Somewhere over amongst the edifices is the presidential palace, where he doesn’t live but only works. There’s South America’s first train station, built sometime in the 1850’s. It’s empty except for the rats and an old freight car. Behind it all the Bay of Asunción where at times is harbored the Paraguayan navy--twelve patrol boats and a battleship. (Still not too shabby for a landlocked country.)

Over the bay a ways is Argentina. I’m not sure where. They haven’t marked it very well. One day I will teach myself to survey. Then I will find the border and mark it off with chalk or a picket fence. That way when I host tourists I no longer have to stand on my balcony, wave my arm and say vaguely, “Somewhere there you are looking at Argentina.” It is impossible to impress someone with that sort of thing. What good is it to live where you can peer into another country and not impress someone with the fact of it?

Smack in the middle of my view is a sky-rise which was unfinished when I arrived and will remain unfinished as long as I am here. At times ant-sized workers swing from the rooftop crane in defiance of gravity like characters in a Disney cartoon. But most of the time they sit very still and gaze over the bay, trying to find Argentina. This building is not the only one in such a state.

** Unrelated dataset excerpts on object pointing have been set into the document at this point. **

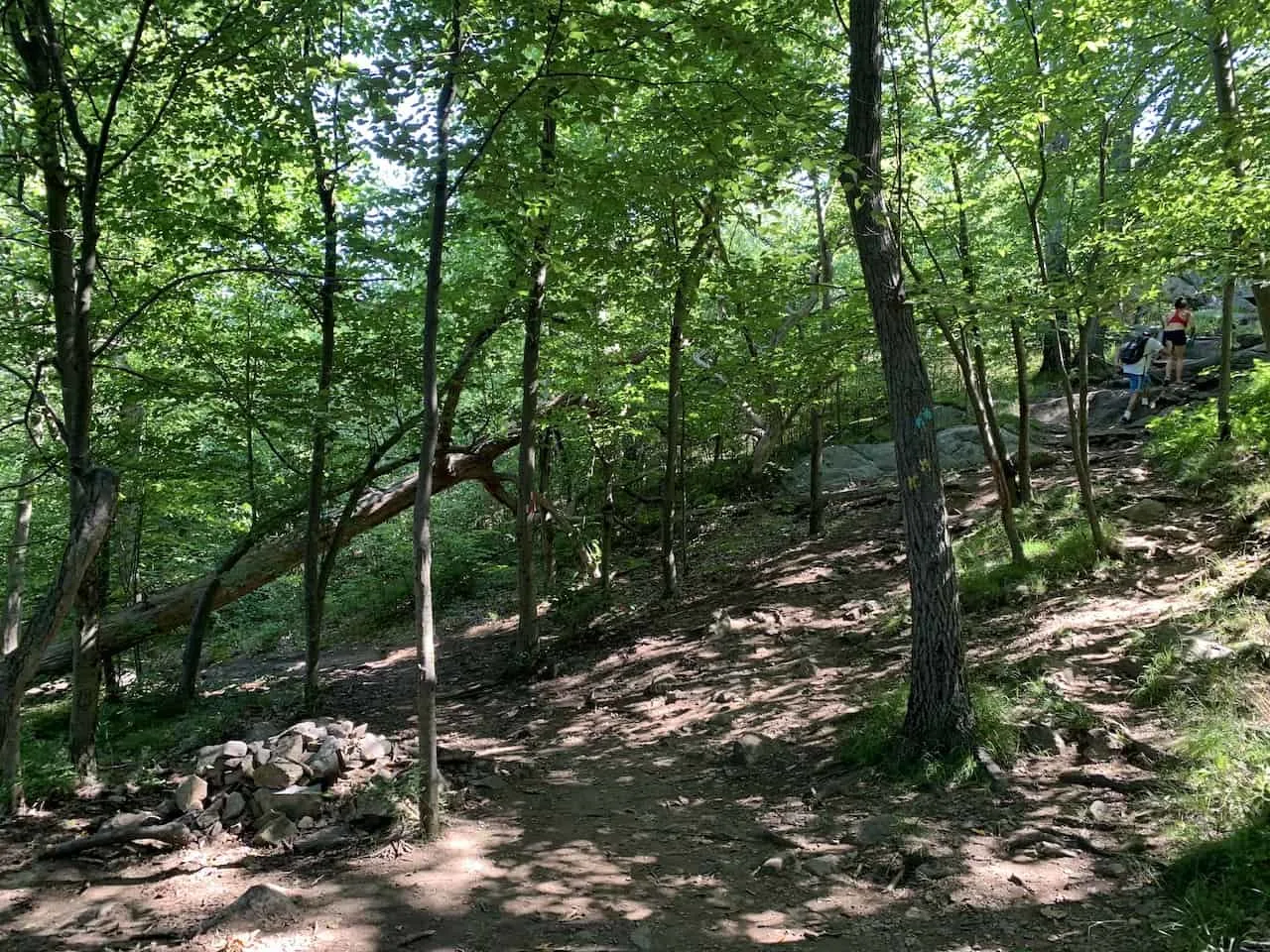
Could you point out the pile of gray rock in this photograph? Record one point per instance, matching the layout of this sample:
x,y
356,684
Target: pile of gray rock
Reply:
x,y
271,785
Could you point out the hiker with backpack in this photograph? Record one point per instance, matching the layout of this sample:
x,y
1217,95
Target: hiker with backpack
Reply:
x,y
1134,359
1175,340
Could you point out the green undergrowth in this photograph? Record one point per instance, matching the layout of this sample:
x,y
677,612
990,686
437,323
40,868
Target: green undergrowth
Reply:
x,y
1185,443
1218,873
873,740
1057,543
143,735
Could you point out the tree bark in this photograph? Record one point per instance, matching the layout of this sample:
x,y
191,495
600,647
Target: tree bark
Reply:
x,y
527,598
1228,116
18,667
548,522
314,594
164,611
425,625
817,520
691,271
939,716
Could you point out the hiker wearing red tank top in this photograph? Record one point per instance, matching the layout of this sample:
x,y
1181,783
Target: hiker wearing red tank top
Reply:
x,y
1175,340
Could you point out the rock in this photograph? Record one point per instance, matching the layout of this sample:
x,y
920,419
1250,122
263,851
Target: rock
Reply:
x,y
291,802
122,820
190,794
824,865
278,774
326,762
273,830
259,733
372,812
1097,744
772,866
371,748
1146,512
806,667
748,749
875,829
1197,649
262,905
232,807
1040,739
659,685
235,748
642,938
290,747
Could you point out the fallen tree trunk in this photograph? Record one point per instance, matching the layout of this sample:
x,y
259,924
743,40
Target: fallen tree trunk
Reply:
x,y
173,608
175,834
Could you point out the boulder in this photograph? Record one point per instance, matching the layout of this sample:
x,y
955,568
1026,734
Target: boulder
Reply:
x,y
190,794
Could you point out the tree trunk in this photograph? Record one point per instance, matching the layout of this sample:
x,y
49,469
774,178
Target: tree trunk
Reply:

About half of them here are half-done.

The main feature you see, however, is trees. The city seen from above is an ocean of green dotted with the occasional island of a red tile roof. Once in a while you spot a lapacho tree, similar to a dogwood except exclusively pink and in bloom most of the year.

One of the most outstanding and admirable characteristics of the Paraguayan mentality is an innate love for trees. In other South American cities concrete has taken over everything except for the wood and tin huts of the favelas. These are packed so close that nothing grows between. In Asunción a person is hard pressed to find a city beneath the canopy of foliage.

“Only God can make a tree,”* and a Paraguayan believes it. If just anyone could zap out a tree at will, then Paraguayans might deal with them with more frivolity. But a Paraguayan will not, will not, will not chop down a tree for any reason under heaven. All construction is done with concrete, not wood. All furniture, picture frames, wooden vases, etc., are made from imported wood. Let other heathen countries remove the forests.

Even roads give right of way to the tree. If a road is planned, and a tree is nearby, the road is paved around, and a curb is erected to encircle the tree. No matter that the curb takes up three feet of road, half a lane or two lanes, the tree is untouched. While driving I spend as much time dodging trees as I do dodging pedestrians or other vehicles. Other drivers get out of your way. Paraguayan trees do not. They have grown accustomed to their special treatment and are snooty about it. They now refuse to move, I doubt they will break the habit any time soon.

I admire the Paraguayans for their concern and conservation, but even a virtue taken too far is just a dirty nuisance.